Pertama, puisi ini memakai judul “Isa” dan tribut eksplisit “Kepada Nasrani sedjati”; tidak ada asosiasi bahwa Isa, pada abad pertama Masehi, pernah memimpin langsung pemberontakan fisik berdarah-darah lalu menggunakan senjata fisik untuk menggulingkan imperialisme Kaisar Romawi. Sang narator-penunjuk tersebut terkesan hendak menutup asosiasi derita tubuh manusia yang dijajah oleh tentara pendudukan Jepang; asosiasi konteks historis “Isa” hanya merujuk ke ajaran kasih yang mengampuni tentara asing Romawi yang menduduki tanah Palestina, hanya pada karakter maha pemaaf-pengasih sang Isa pada abad pertama Masehi.

Kedua, puisi “Isa” tampak tidak ditulis untuk melemahkan agenda propaganda tentara Jepang. Namun, sebagai penyair, Chairil Anwar tampak memiliki siasat tertentu agar teks fiksi “Isa” lolos dari sorotan kantor propaganda (Sendenbu) milik pemerintahan militer Jepang (gunseikanbu), yang telah membentuk Keimin Bunka Shidosho di Jakarta, 1943, untuk menghapus unsur budaya Barat demi membangun kebudayaan Timur, dan mengorganisasi seniman demi kemenangan Asia Timur Raya.[8]

Repetisi kata darah dalam badan teks yang berjudul “Isa”, sosok yang membawa ajaran kasih dari Timur dan korban penjajahan penguasa Romawi dari Barat, tidak akan dianggap membawa paham materialisme Barat, selama tidak dipertentangkan dengan simbolisasi Kaisar Showa dan Matahari Terbit, yang dijunjung tinggi serdadu fasis Jepang.[9] Judul “Isa” dan tribut “Kepada Nasrani Sedjati” hendak menyelamatkan kata darah dalam isi puisi ini dari neraka sensor tentara fasis Jepang.

Citra darah yang digunakan Chairil Anwar dalam “Isa” berbeda dari imaji darah dalam puisi “Sia-Sia” yang bertarikh Februari 1943 (sebelum Keimin Bunka Shidosho mulai berdiri di Jakarta, April 1943).

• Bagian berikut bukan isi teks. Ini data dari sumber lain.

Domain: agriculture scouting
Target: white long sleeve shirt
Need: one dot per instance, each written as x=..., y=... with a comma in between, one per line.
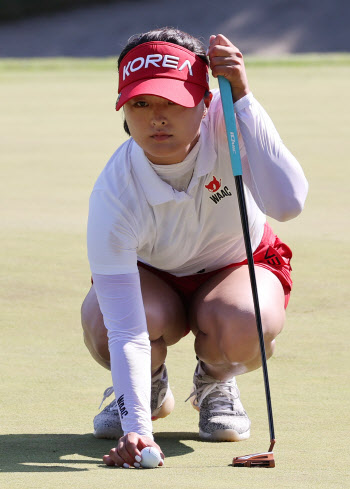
x=136, y=215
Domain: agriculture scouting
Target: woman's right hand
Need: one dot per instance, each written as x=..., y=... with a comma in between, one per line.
x=129, y=446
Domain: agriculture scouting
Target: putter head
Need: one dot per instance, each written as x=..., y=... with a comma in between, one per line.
x=266, y=459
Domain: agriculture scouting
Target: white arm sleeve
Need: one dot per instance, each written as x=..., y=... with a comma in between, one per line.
x=273, y=175
x=121, y=304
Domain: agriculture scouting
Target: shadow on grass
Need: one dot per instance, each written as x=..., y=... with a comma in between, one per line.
x=66, y=452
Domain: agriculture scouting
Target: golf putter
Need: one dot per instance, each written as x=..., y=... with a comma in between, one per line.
x=258, y=459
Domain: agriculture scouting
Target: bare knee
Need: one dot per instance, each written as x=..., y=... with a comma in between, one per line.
x=166, y=321
x=233, y=335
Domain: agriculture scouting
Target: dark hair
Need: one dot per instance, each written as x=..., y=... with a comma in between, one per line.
x=165, y=34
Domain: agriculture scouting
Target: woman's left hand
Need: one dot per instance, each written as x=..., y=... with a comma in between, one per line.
x=227, y=60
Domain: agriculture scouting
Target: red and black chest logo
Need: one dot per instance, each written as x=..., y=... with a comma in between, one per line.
x=214, y=188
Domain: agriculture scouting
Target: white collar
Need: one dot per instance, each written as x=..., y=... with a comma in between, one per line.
x=156, y=190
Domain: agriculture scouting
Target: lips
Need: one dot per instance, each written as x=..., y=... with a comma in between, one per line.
x=160, y=136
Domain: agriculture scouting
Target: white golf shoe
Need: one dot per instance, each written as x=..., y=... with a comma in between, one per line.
x=221, y=414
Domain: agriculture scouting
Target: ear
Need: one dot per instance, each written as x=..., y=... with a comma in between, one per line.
x=207, y=99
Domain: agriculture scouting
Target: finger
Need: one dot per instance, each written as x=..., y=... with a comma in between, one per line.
x=220, y=39
x=232, y=72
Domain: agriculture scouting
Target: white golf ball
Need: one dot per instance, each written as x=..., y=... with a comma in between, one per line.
x=150, y=458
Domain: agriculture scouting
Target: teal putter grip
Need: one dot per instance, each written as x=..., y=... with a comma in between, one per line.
x=230, y=122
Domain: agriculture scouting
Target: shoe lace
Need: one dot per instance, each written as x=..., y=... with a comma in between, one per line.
x=222, y=396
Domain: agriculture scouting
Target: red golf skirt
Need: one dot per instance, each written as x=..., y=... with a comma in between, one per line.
x=272, y=254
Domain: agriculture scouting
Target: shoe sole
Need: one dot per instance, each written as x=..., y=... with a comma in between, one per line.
x=166, y=408
x=224, y=435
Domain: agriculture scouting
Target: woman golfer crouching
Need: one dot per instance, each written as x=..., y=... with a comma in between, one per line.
x=165, y=242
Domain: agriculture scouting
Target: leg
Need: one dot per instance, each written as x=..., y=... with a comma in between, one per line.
x=166, y=323
x=227, y=343
x=223, y=320
x=165, y=315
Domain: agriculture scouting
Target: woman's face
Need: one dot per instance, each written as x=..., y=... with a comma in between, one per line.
x=165, y=131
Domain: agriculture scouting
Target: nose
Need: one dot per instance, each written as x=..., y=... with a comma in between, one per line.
x=158, y=119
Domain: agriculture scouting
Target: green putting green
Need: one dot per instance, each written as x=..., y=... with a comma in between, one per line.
x=58, y=129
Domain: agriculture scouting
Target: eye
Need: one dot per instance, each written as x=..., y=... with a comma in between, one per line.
x=140, y=103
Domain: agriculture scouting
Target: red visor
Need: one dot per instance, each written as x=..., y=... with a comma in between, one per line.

Saya menduga bahwa frasa darah dan soetji dalam sajak cinta “Sia-Sia” memuat frasa pesan propaganda nasionalisme: Mawar merah dan melati poetih. Sajak “Sia-sia” tersebut, yang memuat pesan nasionalisme dalam bungkus romansa percintaan, tidak memuat imaji darah yang dekat dengan derita tubuh manusia seperti yang ditampilkan dalam teks fiksi “Isa”. Melalui teknik repetisi yang disebut anaphora—pengulangan sebuah kata atau frasa di awal klausa atau kalimat—demi memberi efek emosional bagi pembaca dan pendengar, teks fiksi “Isa” tampak leluasa untuk  menunjuk sebuah situasi yang statis tapi dinamis; bahwa darah, masih mengucur. Susunan redaksional kata dalam larik ini tampak tidak berubah; hanya duplikasi larik sebelumnya. Kita dapat mendekati makna konstan mengoetjoer. Teks tengah bergerak, dengan relasi antara kata dan rasa yang tampak bertentangan, the paradox of (e)motion— sebuah tensi antara gerak dan rasa yang saling menegas(i)kan—kata enggan bergerak, kita tetap tergerak.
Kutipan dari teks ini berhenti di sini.